By John Yieh
A Reading from the Gospel of Mark 10:23-31
23 Then Jesus looked around and said to his disciples, “How hard it will be for those who have wealth to enter the kingdom of God!” 24 And the disciples were perplexed at these words. But Jesus said to them again, “Children, how hard it is to enter the kingdom of God! 25 It is easier for a camel to go through the eye of a needle than for someone who is rich to enter the kingdom of God.” 26 They were greatly astounded and said to one another, “Then who can be saved?” 27 Jesus looked at them and said, “For mortals it is impossible, but not for God; for God all things are possible.”
28 Peter began to say to him, “Look, we have left everything and followed you.” 29 Jesus said, “Truly I tell you, there is no one who has left house or brothers or sisters or mother or father or children or fields, for my sake and for the sake of the good news, 30 who will not receive a hundredfold now in this age — houses, brothers and sisters, mothers and children, and fields, with persecutions — and in the age to come eternal life. 31 But many who are first will be last, and the last will be first.”

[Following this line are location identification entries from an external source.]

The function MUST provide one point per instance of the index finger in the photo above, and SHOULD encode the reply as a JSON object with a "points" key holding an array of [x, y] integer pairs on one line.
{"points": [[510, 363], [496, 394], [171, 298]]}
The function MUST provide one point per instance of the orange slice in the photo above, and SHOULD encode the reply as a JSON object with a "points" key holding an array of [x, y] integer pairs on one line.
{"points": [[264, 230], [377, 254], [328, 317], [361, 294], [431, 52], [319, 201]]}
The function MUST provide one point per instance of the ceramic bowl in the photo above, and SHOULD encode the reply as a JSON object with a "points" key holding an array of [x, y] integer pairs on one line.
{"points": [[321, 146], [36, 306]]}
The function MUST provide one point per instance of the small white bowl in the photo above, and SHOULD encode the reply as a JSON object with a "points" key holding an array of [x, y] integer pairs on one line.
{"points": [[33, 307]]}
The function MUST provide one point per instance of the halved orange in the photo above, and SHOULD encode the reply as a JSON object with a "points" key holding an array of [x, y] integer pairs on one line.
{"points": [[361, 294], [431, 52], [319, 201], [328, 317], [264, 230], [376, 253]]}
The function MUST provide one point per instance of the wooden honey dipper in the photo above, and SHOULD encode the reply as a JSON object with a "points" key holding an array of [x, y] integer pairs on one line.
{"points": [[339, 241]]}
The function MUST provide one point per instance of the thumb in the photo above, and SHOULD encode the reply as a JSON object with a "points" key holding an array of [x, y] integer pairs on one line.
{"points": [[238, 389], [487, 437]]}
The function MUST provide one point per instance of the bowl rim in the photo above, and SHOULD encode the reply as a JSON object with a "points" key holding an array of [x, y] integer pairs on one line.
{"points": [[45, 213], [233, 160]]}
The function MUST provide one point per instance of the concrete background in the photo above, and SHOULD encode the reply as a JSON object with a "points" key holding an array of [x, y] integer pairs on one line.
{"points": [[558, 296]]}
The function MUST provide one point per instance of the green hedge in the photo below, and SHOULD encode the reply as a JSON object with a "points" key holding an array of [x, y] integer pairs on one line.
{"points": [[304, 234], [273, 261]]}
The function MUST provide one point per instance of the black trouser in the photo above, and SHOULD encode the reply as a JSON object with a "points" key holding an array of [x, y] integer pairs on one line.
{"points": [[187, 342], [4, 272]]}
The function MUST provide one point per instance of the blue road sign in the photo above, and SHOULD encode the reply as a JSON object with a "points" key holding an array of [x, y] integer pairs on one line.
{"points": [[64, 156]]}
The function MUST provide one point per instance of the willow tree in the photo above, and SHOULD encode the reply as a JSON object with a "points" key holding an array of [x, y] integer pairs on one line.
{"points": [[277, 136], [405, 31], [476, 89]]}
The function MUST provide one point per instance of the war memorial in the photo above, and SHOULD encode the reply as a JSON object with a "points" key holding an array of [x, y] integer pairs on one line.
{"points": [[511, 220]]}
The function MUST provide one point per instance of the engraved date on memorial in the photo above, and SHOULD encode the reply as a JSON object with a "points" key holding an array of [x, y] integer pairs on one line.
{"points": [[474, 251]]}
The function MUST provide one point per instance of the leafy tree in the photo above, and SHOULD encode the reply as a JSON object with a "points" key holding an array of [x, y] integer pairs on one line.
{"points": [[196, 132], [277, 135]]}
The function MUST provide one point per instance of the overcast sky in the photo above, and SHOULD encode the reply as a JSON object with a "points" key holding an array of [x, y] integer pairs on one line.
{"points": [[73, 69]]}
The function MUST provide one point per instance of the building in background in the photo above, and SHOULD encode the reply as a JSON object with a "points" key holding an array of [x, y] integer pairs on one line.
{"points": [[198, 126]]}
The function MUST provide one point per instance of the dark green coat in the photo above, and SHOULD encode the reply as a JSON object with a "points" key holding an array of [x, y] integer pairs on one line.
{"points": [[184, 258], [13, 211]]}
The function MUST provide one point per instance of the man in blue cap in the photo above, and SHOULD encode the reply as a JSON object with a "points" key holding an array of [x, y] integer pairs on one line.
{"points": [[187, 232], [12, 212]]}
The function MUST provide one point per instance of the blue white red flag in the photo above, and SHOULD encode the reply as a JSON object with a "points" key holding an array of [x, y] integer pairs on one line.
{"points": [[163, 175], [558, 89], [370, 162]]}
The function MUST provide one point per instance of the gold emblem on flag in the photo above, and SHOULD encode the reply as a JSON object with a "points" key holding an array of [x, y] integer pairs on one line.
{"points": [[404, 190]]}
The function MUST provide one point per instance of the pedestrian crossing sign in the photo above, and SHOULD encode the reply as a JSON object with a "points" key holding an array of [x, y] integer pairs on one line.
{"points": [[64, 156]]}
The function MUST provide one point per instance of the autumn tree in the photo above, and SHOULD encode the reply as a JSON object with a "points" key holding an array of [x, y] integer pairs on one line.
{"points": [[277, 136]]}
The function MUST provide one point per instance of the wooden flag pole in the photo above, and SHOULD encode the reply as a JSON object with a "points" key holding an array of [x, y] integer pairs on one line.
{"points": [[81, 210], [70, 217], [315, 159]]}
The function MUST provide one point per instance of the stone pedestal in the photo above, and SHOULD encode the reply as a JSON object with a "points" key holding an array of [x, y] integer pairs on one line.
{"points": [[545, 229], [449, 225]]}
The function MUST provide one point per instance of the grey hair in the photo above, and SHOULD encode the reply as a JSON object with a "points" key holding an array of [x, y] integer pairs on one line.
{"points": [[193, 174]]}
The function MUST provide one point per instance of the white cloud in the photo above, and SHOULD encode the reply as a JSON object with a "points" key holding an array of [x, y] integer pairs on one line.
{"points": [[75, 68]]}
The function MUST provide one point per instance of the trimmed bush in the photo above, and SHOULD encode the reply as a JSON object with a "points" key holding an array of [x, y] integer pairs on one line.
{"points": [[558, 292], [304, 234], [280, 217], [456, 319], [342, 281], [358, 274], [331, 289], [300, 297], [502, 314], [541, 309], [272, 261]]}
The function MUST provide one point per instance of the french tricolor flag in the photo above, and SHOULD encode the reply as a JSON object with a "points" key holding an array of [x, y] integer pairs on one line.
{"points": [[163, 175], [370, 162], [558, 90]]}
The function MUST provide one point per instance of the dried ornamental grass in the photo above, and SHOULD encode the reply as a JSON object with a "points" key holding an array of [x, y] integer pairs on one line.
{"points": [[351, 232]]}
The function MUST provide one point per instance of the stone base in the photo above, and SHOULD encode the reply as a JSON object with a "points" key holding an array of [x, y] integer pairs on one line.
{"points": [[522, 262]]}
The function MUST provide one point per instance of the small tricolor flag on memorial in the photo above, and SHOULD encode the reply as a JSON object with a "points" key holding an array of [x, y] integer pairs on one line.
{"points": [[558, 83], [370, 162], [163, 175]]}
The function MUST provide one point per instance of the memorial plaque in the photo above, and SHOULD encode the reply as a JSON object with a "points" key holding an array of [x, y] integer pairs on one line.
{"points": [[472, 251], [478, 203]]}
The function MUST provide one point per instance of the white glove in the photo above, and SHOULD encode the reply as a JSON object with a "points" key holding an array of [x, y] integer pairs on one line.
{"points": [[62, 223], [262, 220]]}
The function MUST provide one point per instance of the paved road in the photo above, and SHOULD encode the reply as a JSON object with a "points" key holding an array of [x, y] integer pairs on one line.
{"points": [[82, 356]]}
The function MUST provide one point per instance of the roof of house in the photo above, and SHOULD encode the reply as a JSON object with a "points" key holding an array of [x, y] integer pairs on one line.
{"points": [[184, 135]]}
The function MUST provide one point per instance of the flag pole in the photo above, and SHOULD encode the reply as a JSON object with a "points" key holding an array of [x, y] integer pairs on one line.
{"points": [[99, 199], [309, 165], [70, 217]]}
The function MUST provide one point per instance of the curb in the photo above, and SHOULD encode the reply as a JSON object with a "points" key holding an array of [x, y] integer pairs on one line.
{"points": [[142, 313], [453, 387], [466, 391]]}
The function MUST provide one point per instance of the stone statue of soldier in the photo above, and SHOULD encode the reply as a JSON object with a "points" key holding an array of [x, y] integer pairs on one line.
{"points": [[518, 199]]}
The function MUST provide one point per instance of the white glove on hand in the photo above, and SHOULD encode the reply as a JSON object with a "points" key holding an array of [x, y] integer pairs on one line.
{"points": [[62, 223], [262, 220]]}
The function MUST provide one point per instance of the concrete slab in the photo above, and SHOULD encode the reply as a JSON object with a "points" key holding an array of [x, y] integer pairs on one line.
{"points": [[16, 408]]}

The disciples were perplexed when Jesus said it was hard for wealthy people to enter the kingdom of God. We are also perplexed to hear Jesus’ hyperbole that it is easier for a camel to squeeze through the eye of a needle. Translation: it’s impossible!
Jesus was deeply saddened, seeing the law-abiding rich man trudging away because he could not let go of his possessions to feed the poor and follow Jesus. Precisely because wealth is so enticingly good, it can easily trump our desire for eternal life.
We all feel for the rich man’s conundrum and hope that we don’t have to choose between wealth and God. Why can’t we have both, if the wealth is honestly earned and if it is used to serve the purposes of God’s kingdom? Yes, I suppose we can, if the two conditions are indeed met. Clement of Alexandria made exactly the point in his famous homily, “Who is the rich man who shall be saved?” (c. 200 AD). However, wealth and God are in constant competition for our allegiance, so the challenge boils down, at some point, to the hard choice of one over the other.
Money is necessary and good. It provides us with resources for life, motivation for work, joy for accomplishment, and possibility for charities. Ironically, because it is so necessary and good, it easily becomes an idol for us and a blockage to the kingdom of God. Knowing the temptation of money, Jesus reminds us of God’s power to help and reassures us of the abundant reward for leaving it behind for the sake of the gospel. The key to the money question is therefore not intellectual but spiritual. If we choose serving God as the priority, we can follow John Wesley’s advice: “earn all you can, save all you can, and give all you can.”
The Rev. John Yueh Han Yieh, Ph.D., is professor in New Testament at Virginia Theological Seminary and a New Testament editor for the Bible Society in Taiwan. Dr. Yieh enjoys his teaching ministry at VTS and is a frequent preacher and speaker in the U.S. and Asia.